CONCEPT Cited by 3 sources
Queueing theory (as applied to storage/IO stacks)¶
Definition¶
Queueing theory is the math of how waiting lines form and drain when arrivals are asynchronous. Applied to systems: between the CPU and durable storage there is always a chain of queues — OS kernel ↔ host storage adapter ↔ fabric ↔ target adapter ↔ media — and each queue is a candidate bottleneck, a variance amplifier, or a place for one tenant's workload to interfere with another's.
The bank metaphor (Olson, 2024)¶
The EBS retrospective explains it as a bank:
You walk into the bank with a deposit, but first you have to traverse a queue before you can speak with a bank teller… In a perfect world, the number of patrons entering the bank arrive at the exact rate at which their request can be handled, and you never have to stand in a queue. But the real world isn't perfect. The real world is asynchronous.
Key implications:
- Averages hide the experience of the last person in line. Even if average wait is "acceptable," the first customer had zero wait, the last had a long one.
- Unless you have infinite resources, queues are necessary to absorb peak load. Queueless = over-provisioned.

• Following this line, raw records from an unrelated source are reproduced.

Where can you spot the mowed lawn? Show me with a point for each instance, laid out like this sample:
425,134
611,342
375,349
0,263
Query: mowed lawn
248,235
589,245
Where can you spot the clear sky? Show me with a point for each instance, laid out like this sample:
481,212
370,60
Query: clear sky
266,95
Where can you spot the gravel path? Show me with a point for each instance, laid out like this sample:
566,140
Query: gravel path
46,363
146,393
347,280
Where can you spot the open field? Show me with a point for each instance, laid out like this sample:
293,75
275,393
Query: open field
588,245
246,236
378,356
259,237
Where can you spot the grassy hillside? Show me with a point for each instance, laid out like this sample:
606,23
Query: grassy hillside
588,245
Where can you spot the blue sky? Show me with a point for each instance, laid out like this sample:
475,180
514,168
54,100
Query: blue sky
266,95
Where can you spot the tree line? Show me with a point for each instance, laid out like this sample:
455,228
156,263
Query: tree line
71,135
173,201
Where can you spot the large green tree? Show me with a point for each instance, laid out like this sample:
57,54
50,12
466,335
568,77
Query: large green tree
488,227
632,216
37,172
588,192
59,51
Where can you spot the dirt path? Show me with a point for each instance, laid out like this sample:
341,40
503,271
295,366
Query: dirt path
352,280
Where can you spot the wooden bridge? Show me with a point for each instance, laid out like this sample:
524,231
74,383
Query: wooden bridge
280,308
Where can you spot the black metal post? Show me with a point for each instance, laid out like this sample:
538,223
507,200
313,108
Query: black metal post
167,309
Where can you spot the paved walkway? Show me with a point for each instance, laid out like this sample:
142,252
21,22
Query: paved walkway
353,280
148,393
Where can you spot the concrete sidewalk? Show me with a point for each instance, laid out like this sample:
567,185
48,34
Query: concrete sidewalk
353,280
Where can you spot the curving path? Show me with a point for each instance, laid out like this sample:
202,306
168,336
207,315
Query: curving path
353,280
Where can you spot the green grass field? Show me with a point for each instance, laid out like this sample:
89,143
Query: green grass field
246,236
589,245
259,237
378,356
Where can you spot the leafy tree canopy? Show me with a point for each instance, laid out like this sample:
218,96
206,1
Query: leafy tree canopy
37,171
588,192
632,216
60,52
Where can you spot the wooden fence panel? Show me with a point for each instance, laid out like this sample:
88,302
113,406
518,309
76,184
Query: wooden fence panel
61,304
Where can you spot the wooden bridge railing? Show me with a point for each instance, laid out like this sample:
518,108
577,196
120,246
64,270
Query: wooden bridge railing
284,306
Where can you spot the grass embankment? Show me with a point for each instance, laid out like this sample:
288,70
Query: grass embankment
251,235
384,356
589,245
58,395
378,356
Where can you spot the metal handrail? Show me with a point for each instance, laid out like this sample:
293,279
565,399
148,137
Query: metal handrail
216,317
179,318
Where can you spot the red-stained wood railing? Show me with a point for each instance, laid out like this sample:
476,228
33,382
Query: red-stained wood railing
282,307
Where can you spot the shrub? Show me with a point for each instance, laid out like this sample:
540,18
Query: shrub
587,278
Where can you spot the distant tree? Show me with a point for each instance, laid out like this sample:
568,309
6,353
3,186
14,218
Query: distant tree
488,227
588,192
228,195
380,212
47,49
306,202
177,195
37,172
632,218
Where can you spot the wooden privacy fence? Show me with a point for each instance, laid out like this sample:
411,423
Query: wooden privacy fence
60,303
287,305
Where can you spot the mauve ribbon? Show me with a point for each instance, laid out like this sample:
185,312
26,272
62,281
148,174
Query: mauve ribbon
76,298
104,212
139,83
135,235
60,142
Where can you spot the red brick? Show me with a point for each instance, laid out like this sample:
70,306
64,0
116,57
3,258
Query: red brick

- Options to improve any queue boil down to: add workers (parallelism), speed up each worker (lower service time), split queues by class (priority/SLO lanes). Each costs money.
In network storage stacks¶
In a network-attached block-storage system (e.g. systems/aws-ebs) there are several stacked queues:
- OS kernel ↔ storage adapter
- Host storage adapter ↔ storage fabric
- Target storage adapter
- Storage media itself
Legacy stacks use different vendors per layer (fiber channel, iSCSI, NFS over TCP), and tuning "the" storage network requires specialized knowledge distinct from tuning the app or the media.
The hidden failure mode is cross-layer interference: a queue-depth choice at one layer couples tenants at an adjacent layer. Classic example from the EBS post — Xen block-device default ring-queue parameters capped the host at 64 outstanding IOs across all devices, a per-host noisy-neighbor source that only surfaced via patterns/loopback-isolation.
Why this matters for EBS-class systems¶
- Hard drives amplified variance. 120-150 IOPS/drive hard ceiling; command reordering and queue depth push tail latency into the hundreds of ms. Spreading one tenant across many drives reduced their worst case but widened the blast radius — classic noisy-neighbor compounding.
- SSDs didn't fix the stack. They collapsed media latency, which shifted the bottleneck up to queues in OS, hypervisor, and network.
- Queue reduction is a north star. systems/nitro offload removes hypervisor queue layers. systems/srd replaces TCP with a protocol whose congestion/retransmit behavior doesn't impose an ordering queue storage IOs don't need.
Seen in¶
- sources/2024-08-22-allthingsdistributed-continuous-reinvention-block-storage-at-aws — the framing chapter of the post ("Queueing theory, briefly") and the through-line for every architectural move in EBS's history.
- sources/2025-02-25-allthingsdistributed-building-and-operating-s3 — the object-storage flavor: a single HDD delivers ~120 random-access IOPS and that number has been flat since before S3 launched in 2006 (concepts/hard-drive-physics). Once a drive queues, every layer that was waiting on it queues — metadata lookup, concepts/erasure-coding reconstruct, frontend request. Hotspots are therefore the dominant latency story, answered by concepts/heat-management rather than by tuning per-drive service time (which can't move much).
Seen in — GPU inference serving (Voyage AI, 2025)¶
- sources/2025-12-18-mongodb-token-count-based-batching-faster-cheaper-embedding-inference
— queueing theory applied to the request queue in front of GPU
inference workers, not to storage. Voyage
AI by MongoDB frames the queue-design problem for
token-count-based batching
explicitly: the queue must attach a per-item cost estimate
(
token_count), support peek across pending items, and atomically claim a subset whose total cost fits a budget (see patterns/atomic-conditional-batch-claim). General-purpose brokers — RabbitMQ's request-count prefetch, Kafka's byte-based partition batching — don't satisfy these primitives. Voyage AI picks Redis with a single-threaded Lua script as the native substrate, with per-item TTLs set in the same atomic call. The classical queueing moves (add workers, speed workers, split queues by class) here take the form of: align the queue's batching axis with the downstream worker's cost axis (tokens → GPU FLOPs via padding removal), so burst absorption stays in the flat region of the inference latency curve instead of piling up behind a memory-bound GPU.